Use this page with Await Boundaries for application design and Replay & Live Topology for replay inspection.
Runtime Requirements ​
Await requires QUEUE_ASYNC. The owning execution must be stored before it can wait on an external result.
At minimum:
pipeline.orchestrator.mode=QUEUE_ASYNC
pipeline.orchestrator.resume-token-secret=${PIPELINE_ORCHESTRATOR_RESUME_TOKEN_SECRET}For crash-surviving environments, use durable queue-async providers:
pipeline.orchestrator.state-provider=dynamo
pipeline.orchestrator.dispatcher-provider=sqs
pipeline.orchestrator.dlq-provider=sqsThe state transition that parks or resumes the execution is guarded by the orchestrator store. External dispatch and external side effects remain at-least-once.
Transport Responsibilities ​
| Transport | Operational responsibility |
|---|---|
interaction-api | A UI or client must list pending interactions and call the generated completion API. |
webhook | Configure a stable resume-token secret, reachable callback URLs, and partner retry/idempotency handling. |
kafka | Configure request and response channels, monitor broker/consumer health, and keep correlation ids stable. |
Kafka await uses framework-owned request and response envelopes. The external provider is not a pipeline step; it is the actor that completes the await interaction.
Idempotency And Completion ​
Await protects TPF-owned execution state, not external business effects.
Design each external boundary with:
- stable business idempotency keys,
- duplicate-safe provider requests,
- duplicate-safe completion admission,
- durable or queryable business records where the external effect matters.
Late or duplicate completions can be dropped when the target interaction is already terminal, stale, or otherwise not admissible. Monitor:
tpf.await.completion.dropped.total
Replay And Tracing ​
Replay and trace events expose the lifecycle of the await unit:
await_interaction_dispatchedawait_unit_dispatch_completeawait_execution_waitingawait_unit_item_completedawait_unit_completedawait_resume_releasedawait_unit_terminal
Use these events to separate runtime behavior from viewer interpretation. For example, in csv-payments, Await Payment Provider is ONE_TO_ONE over a stream, so item completions should appear as provider responses are admitted. The replay viewer should show those real lifecycle events rather than inventing smoothed timing.
Aggregate Limits ​
ONE_TO_ONE over a stream is itemized. Aggregate await shapes materialize input and/or output units in the current runtime:
| Config key | Default | Applies to |
|---|---|---|
pipeline.orchestrator.await-aggregate-max-input-items | 10000 | materialized input units for MANY_TO_ONE and MANY_TO_MANY await steps |
pipeline.orchestrator.await-aggregate-max-output-items | 10000 | materialized output units for ONE_TO_MANY and MANY_TO_MANY await steps |
Do not use unbounded aggregate await payloads. If replay of a materialized output unit fails halfway through downstream execution, TPF restarts that output unit as a whole.

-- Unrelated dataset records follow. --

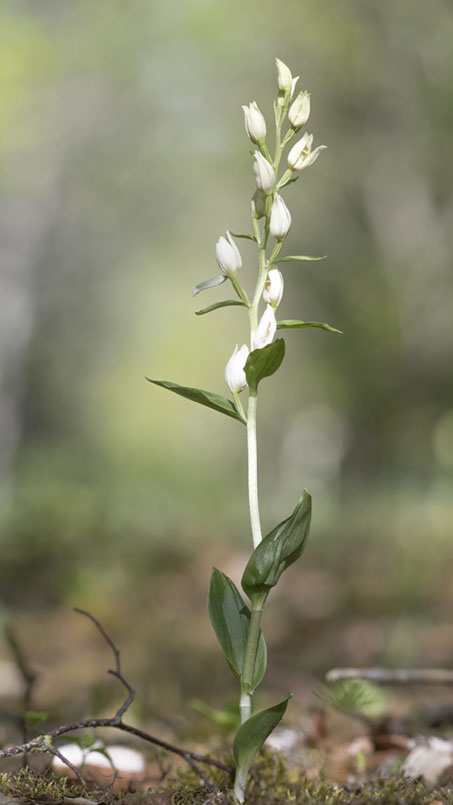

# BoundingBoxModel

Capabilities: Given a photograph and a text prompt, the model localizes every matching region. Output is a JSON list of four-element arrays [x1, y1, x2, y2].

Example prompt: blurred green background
[[1, 0, 453, 728]]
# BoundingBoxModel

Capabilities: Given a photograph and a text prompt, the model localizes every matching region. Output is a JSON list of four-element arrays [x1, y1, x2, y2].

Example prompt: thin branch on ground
[[4, 622, 39, 744], [182, 754, 216, 792], [47, 745, 87, 787], [73, 608, 135, 720], [0, 611, 234, 785], [326, 667, 453, 685]]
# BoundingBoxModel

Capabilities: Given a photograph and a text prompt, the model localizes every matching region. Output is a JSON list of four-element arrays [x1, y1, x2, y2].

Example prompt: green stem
[[241, 607, 263, 693], [246, 393, 262, 550], [234, 763, 249, 803]]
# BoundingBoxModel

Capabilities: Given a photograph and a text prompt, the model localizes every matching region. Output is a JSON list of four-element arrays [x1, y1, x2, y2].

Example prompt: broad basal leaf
[[195, 300, 246, 316], [208, 569, 267, 689], [277, 319, 342, 334], [244, 339, 285, 395], [242, 490, 312, 601], [233, 694, 292, 770], [192, 275, 227, 297], [146, 379, 245, 423]]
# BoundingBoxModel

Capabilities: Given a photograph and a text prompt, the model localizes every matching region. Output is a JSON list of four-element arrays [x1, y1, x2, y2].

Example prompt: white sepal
[[270, 193, 292, 241], [253, 305, 277, 350], [288, 132, 326, 171], [215, 231, 242, 278], [253, 151, 275, 195], [275, 58, 293, 92], [242, 101, 266, 144], [288, 91, 311, 128], [263, 269, 284, 308], [225, 344, 249, 393]]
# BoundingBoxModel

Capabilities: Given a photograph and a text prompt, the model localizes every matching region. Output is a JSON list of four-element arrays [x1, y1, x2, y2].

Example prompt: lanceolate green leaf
[[233, 694, 292, 769], [244, 339, 285, 395], [242, 490, 312, 601], [192, 275, 227, 297], [208, 569, 267, 689], [276, 255, 326, 263], [277, 319, 342, 334], [195, 300, 246, 316], [146, 379, 246, 424]]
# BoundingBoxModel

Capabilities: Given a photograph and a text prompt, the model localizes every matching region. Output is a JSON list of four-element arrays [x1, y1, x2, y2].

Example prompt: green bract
[[244, 339, 285, 395], [242, 491, 312, 602]]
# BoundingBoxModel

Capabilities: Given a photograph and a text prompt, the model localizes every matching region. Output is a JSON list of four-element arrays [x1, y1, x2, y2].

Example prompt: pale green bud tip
[[215, 231, 242, 278], [270, 193, 292, 241], [253, 151, 275, 195], [288, 91, 311, 128], [288, 133, 327, 171], [242, 101, 266, 144], [253, 305, 277, 350], [263, 268, 284, 308], [225, 344, 249, 393], [275, 58, 293, 92]]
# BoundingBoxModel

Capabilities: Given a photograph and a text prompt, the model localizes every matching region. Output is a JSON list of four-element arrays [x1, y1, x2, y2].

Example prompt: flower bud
[[263, 269, 284, 308], [275, 58, 293, 92], [270, 193, 291, 241], [225, 344, 249, 393], [215, 231, 242, 279], [251, 189, 267, 219], [288, 91, 311, 128], [253, 305, 277, 350], [242, 101, 266, 144], [288, 132, 326, 171], [253, 151, 275, 195]]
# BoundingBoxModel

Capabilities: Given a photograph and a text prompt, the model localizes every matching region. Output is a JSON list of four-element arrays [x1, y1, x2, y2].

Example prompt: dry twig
[[326, 667, 453, 685], [0, 611, 234, 787]]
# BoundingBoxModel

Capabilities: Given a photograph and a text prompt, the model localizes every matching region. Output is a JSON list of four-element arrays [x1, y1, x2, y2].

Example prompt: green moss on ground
[[1, 751, 453, 804], [165, 749, 453, 804]]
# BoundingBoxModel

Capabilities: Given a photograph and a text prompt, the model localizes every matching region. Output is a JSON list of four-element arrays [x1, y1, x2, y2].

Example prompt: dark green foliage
[[233, 696, 291, 773], [146, 380, 245, 423], [208, 568, 266, 688], [241, 491, 312, 602], [244, 340, 285, 394]]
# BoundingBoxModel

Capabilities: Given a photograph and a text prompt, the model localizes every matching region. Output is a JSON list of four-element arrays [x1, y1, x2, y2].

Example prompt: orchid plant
[[148, 58, 339, 803]]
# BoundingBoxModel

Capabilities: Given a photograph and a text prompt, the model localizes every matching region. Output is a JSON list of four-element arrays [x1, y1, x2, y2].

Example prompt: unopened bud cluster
[[211, 59, 326, 398]]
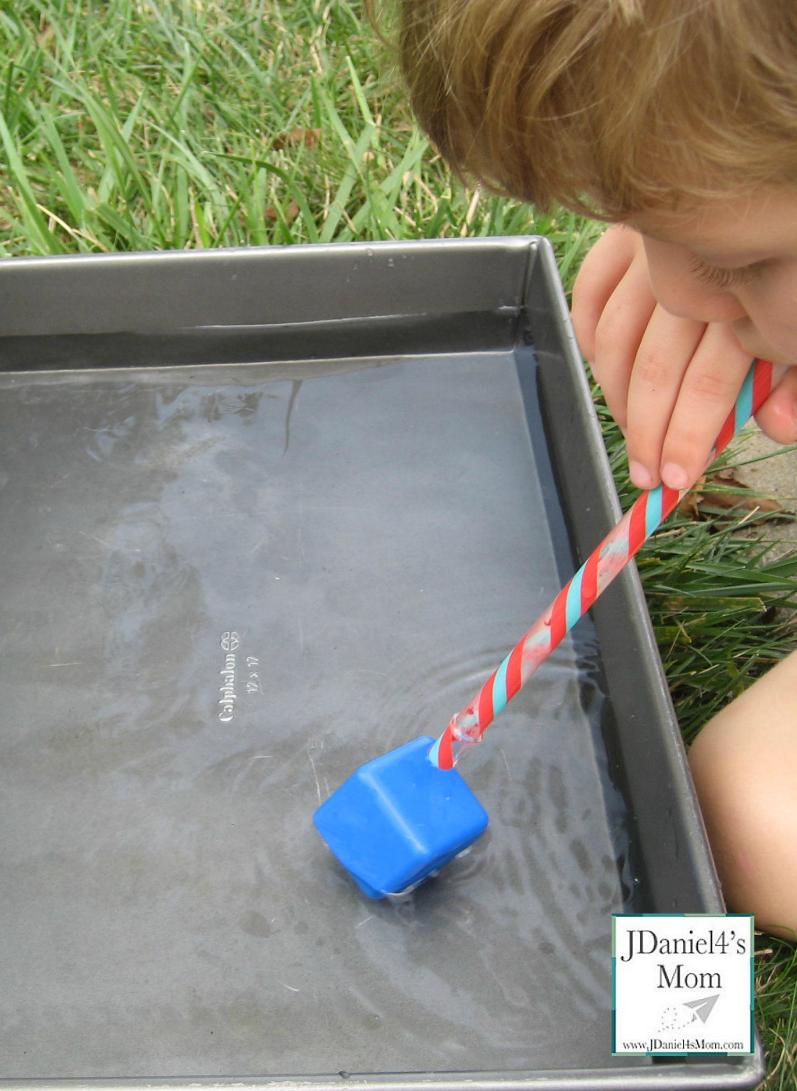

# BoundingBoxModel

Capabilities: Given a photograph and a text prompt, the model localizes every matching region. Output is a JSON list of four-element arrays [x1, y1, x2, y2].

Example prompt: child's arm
[[688, 647, 797, 938], [571, 225, 797, 490]]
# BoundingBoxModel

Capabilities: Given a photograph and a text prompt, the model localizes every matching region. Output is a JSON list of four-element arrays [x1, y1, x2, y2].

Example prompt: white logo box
[[613, 914, 754, 1055]]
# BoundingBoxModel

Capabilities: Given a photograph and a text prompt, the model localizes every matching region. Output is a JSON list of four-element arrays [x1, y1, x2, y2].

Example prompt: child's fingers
[[618, 307, 707, 488], [754, 366, 797, 444], [571, 225, 640, 366], [582, 252, 658, 432], [656, 326, 756, 489], [571, 225, 793, 494]]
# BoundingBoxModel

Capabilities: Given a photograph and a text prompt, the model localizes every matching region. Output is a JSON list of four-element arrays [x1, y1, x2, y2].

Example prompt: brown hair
[[379, 0, 797, 219]]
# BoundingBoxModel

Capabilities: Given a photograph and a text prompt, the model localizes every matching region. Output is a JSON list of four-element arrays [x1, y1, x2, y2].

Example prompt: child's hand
[[572, 225, 756, 491]]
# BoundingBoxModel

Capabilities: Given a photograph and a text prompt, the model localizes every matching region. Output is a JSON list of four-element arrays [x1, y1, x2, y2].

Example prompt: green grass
[[1, 1, 795, 1085], [0, 0, 600, 259]]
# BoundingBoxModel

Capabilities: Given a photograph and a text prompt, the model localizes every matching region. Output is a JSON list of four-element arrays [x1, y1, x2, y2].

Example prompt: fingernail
[[628, 460, 653, 489], [661, 462, 690, 491]]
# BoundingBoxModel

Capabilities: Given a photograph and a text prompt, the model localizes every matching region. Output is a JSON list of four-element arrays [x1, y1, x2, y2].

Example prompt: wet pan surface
[[1, 353, 628, 1077]]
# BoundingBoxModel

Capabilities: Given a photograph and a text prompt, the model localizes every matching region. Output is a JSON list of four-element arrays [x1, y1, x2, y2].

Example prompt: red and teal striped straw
[[429, 358, 773, 770]]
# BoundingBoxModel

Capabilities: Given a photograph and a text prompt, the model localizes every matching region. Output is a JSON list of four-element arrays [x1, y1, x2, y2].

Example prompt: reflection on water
[[0, 355, 643, 1078]]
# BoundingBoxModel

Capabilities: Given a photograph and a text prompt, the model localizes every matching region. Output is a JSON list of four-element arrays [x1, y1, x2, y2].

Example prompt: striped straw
[[429, 358, 773, 770]]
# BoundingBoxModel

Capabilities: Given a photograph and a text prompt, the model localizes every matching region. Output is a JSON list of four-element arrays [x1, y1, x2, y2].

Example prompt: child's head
[[391, 0, 797, 221]]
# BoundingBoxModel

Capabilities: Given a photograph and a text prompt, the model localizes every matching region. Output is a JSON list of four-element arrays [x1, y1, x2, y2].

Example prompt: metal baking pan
[[0, 238, 764, 1089]]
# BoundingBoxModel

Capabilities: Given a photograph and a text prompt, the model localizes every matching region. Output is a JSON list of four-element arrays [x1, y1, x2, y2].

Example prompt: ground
[[735, 430, 797, 561]]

Await Versus Checkpoint Handoff ​
Await and checkpoint handoff both cross a process boundary, but they assign ownership differently.

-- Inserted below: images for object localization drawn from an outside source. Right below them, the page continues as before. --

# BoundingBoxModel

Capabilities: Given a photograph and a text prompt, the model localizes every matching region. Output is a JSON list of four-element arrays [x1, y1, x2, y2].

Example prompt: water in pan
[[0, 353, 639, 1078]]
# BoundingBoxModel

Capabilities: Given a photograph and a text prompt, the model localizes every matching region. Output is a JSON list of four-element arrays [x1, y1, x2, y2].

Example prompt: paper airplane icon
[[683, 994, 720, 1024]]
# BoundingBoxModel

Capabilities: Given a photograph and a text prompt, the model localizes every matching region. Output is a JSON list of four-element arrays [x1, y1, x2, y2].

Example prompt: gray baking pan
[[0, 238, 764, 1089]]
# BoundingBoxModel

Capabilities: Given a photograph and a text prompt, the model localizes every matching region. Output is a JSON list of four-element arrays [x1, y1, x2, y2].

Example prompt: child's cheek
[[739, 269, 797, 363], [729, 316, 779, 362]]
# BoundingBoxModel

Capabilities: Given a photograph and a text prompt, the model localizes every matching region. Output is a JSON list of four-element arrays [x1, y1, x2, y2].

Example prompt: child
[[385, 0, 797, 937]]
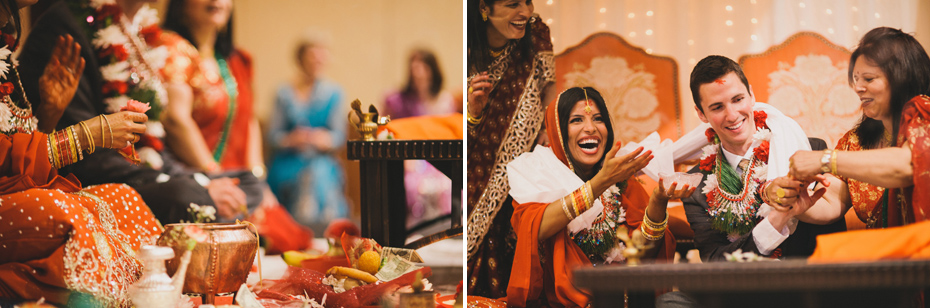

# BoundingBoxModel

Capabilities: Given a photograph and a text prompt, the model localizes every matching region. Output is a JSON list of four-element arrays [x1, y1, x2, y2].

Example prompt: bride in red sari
[[0, 0, 159, 306], [503, 87, 694, 307]]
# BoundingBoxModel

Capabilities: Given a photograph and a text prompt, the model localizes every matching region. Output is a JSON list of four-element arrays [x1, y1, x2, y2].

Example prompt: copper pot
[[156, 223, 258, 304]]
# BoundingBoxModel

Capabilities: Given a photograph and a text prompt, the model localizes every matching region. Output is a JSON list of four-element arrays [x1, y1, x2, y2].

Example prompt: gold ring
[[468, 86, 474, 94], [776, 187, 786, 198]]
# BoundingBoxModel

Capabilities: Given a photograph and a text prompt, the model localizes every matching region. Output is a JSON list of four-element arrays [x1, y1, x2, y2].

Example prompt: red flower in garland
[[0, 82, 13, 96], [705, 127, 717, 143], [753, 141, 770, 162], [102, 81, 128, 95], [101, 45, 129, 62], [96, 5, 122, 23], [700, 153, 717, 172], [754, 110, 768, 129], [140, 26, 162, 46], [1, 33, 14, 50]]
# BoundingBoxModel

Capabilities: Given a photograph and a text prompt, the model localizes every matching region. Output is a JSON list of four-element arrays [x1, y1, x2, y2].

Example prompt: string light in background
[[726, 20, 733, 26], [726, 5, 733, 11], [646, 10, 654, 16], [600, 7, 606, 13], [628, 13, 636, 18], [546, 0, 553, 5], [799, 2, 806, 8], [875, 13, 881, 19], [646, 29, 653, 36], [752, 18, 758, 24], [826, 9, 833, 15]]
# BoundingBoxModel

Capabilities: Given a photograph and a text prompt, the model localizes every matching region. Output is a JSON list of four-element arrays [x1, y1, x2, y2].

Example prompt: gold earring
[[482, 11, 488, 21]]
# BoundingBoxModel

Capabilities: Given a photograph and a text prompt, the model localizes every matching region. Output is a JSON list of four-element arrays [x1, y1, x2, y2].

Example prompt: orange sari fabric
[[159, 32, 254, 169], [506, 102, 675, 307], [0, 133, 162, 306], [900, 95, 930, 222], [835, 130, 896, 228], [809, 219, 930, 262]]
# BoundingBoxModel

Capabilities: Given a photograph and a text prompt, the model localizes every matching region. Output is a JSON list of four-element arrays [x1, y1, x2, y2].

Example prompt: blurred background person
[[384, 48, 455, 230], [160, 0, 265, 220], [266, 31, 348, 233]]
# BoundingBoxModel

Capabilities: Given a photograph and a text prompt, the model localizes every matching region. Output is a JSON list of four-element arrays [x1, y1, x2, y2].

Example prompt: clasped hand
[[764, 176, 827, 215]]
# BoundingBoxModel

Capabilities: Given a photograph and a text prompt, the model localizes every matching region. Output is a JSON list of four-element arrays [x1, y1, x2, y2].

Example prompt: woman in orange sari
[[504, 87, 694, 307], [790, 27, 930, 229], [0, 0, 159, 306]]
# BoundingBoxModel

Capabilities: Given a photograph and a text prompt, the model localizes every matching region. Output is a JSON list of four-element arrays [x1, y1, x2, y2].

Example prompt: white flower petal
[[93, 25, 128, 49], [702, 174, 718, 195], [100, 61, 130, 81]]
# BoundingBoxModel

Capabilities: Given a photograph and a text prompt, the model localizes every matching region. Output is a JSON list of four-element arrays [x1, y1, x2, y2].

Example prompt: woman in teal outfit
[[267, 36, 348, 230]]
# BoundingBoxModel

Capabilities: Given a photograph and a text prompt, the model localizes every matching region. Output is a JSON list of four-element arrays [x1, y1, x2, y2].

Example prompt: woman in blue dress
[[267, 36, 348, 230]]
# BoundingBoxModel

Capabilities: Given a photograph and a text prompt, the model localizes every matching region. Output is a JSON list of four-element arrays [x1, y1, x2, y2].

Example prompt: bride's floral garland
[[69, 0, 168, 121], [0, 22, 37, 135], [699, 110, 772, 237], [570, 181, 629, 264]]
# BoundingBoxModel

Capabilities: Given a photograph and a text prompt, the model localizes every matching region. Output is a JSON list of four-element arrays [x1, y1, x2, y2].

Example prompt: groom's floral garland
[[69, 0, 168, 121], [699, 110, 771, 237]]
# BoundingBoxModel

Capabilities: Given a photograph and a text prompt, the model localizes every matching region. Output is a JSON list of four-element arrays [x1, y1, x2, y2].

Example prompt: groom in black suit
[[681, 55, 845, 262]]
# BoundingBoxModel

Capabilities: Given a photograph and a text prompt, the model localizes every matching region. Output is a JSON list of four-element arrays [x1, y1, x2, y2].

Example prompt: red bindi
[[714, 79, 726, 85]]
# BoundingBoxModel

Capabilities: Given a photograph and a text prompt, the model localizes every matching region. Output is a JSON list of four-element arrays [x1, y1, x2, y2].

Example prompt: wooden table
[[573, 259, 930, 308], [347, 139, 462, 248]]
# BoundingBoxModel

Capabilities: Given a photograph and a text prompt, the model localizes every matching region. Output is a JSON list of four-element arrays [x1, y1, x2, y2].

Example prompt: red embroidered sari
[[899, 95, 930, 222], [835, 130, 898, 228], [159, 32, 254, 169]]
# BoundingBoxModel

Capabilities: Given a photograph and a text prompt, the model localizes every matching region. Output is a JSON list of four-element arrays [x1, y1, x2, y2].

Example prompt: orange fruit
[[358, 250, 381, 274]]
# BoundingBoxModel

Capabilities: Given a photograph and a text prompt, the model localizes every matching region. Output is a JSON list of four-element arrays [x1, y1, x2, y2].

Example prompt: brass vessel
[[348, 99, 390, 141], [156, 223, 258, 304]]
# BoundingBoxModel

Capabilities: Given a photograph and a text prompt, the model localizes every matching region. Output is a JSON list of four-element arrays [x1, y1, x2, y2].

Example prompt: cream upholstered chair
[[739, 32, 865, 230]]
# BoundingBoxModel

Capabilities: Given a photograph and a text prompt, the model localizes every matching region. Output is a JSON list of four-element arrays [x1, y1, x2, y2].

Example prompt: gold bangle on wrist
[[641, 223, 665, 241], [467, 111, 482, 125], [561, 196, 574, 221]]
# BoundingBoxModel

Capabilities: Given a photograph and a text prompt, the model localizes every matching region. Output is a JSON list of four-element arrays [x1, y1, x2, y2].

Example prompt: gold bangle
[[467, 111, 482, 125], [70, 126, 83, 161], [641, 223, 665, 241], [47, 133, 58, 169], [560, 196, 574, 221], [66, 128, 76, 165], [643, 210, 669, 230], [830, 150, 838, 175], [79, 121, 94, 154], [570, 191, 581, 217], [100, 115, 114, 148]]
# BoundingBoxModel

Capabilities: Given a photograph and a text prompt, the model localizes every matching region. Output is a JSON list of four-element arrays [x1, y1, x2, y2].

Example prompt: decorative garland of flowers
[[68, 0, 168, 120], [570, 181, 629, 264], [0, 22, 37, 135], [699, 110, 771, 237]]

| Concern | Await | Checkpoint handoff |
|---|---|---|
| Execution ownership | one execution parks and later resumes | one pipeline publishes and another pipeline admits independent work |
| Boundary | mid-pipeline external wait | terminal or named publication boundary |
| Completion | correlated interaction completion | downstream checkpoint admission |
| Retry and DLQ | owning execution remains responsible | downstream orchestrator owns retry and DLQ after admission |
| Use when | the external result belongs to the same business flow | another pipeline should own the next lifecycle |
Use await for human approvals, webhook callbacks, and brokered provider decisions that must resume the same execution. Use checkpoint handoff when the receiving workflow has separate ownership, scaling, or operational responsibility.